The Earth’s magnetic field extends between the poles of the planet and experiences a powerful impact from the solar wind. This “wind” is a stream of charged particles constantly erupting from the surface of our luminary. Sometimes on the Sun flares occur, as a result of which the streams of the solar wind increase significantly; to an even greater intensification of the solar wind lead high-energy events, called coronal mass ejections, as a result of which plasma flows are ejected into outer space.
The resulting flux of charged particles passes millions of kilometers from the Sun to the Earth. When these particles arrive on Earth, they distort the magnetic field of our planet. The result can be both delightful, in the case of the awe-inspiring auroras appearing in the sky, and very destructive if particle flows damage satellite communication systems and GPS or terrestrial electricity distribution networks. Long-term observations have shown that solar activity is so chaotic that its prediction is a very difficult scientific and practical problem.
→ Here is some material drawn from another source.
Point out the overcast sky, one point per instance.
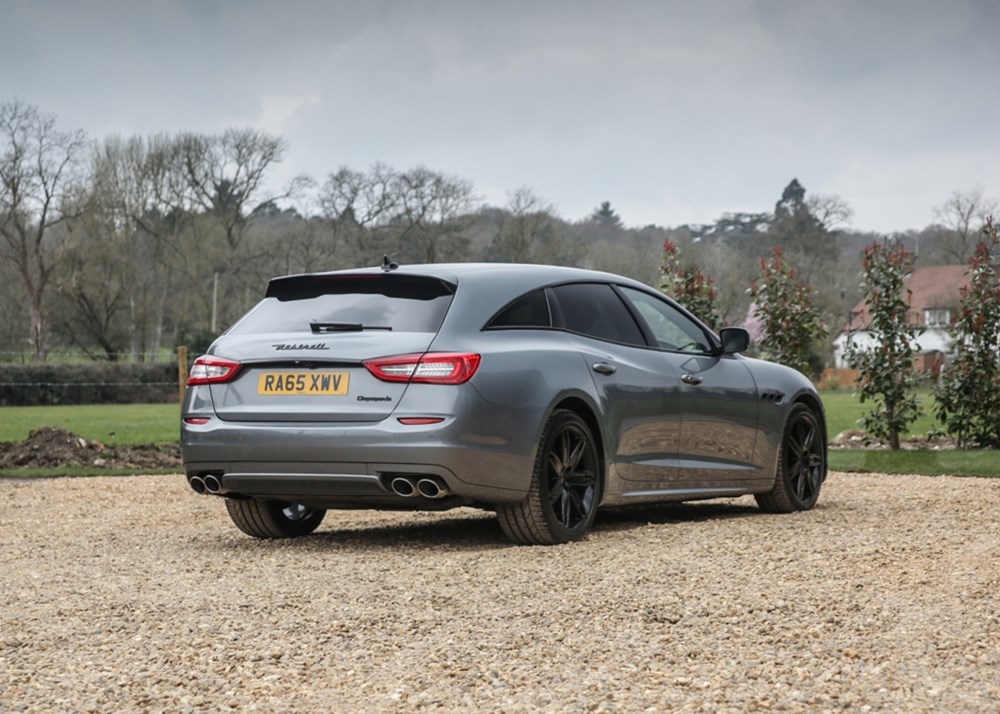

However, in the new work, scientists led by Reik Donner of the Potsdam Institute for Climate Studies, Germany, report on a new method for analyzing magnetic field measurement data that can improve the quality of short-term forecasts of geomagnetic storms. This new method is applicable to systems far from equilibrium, which is the Earth’s magnetic field, continuously interacting with the solar wind. In their article, the authors give graphs called recurrent graphs based on the reconstructed data and analyze them using a method called the quantitative recurrence analysis for the case of two geomagnetic storms that occurred in 2001 immediately after the solar flares preceding them. According to the results of the analysis, the long diagonals on these graphs indicate more predictable changes in the geomagnetic situation. This method of data analysis is most effectively used to distinguish between fluctuations of the Earth’s magnetic field of different types. The method allows researchers to characterize these differences with a previously inaccessible level of accuracy, the authors indicate.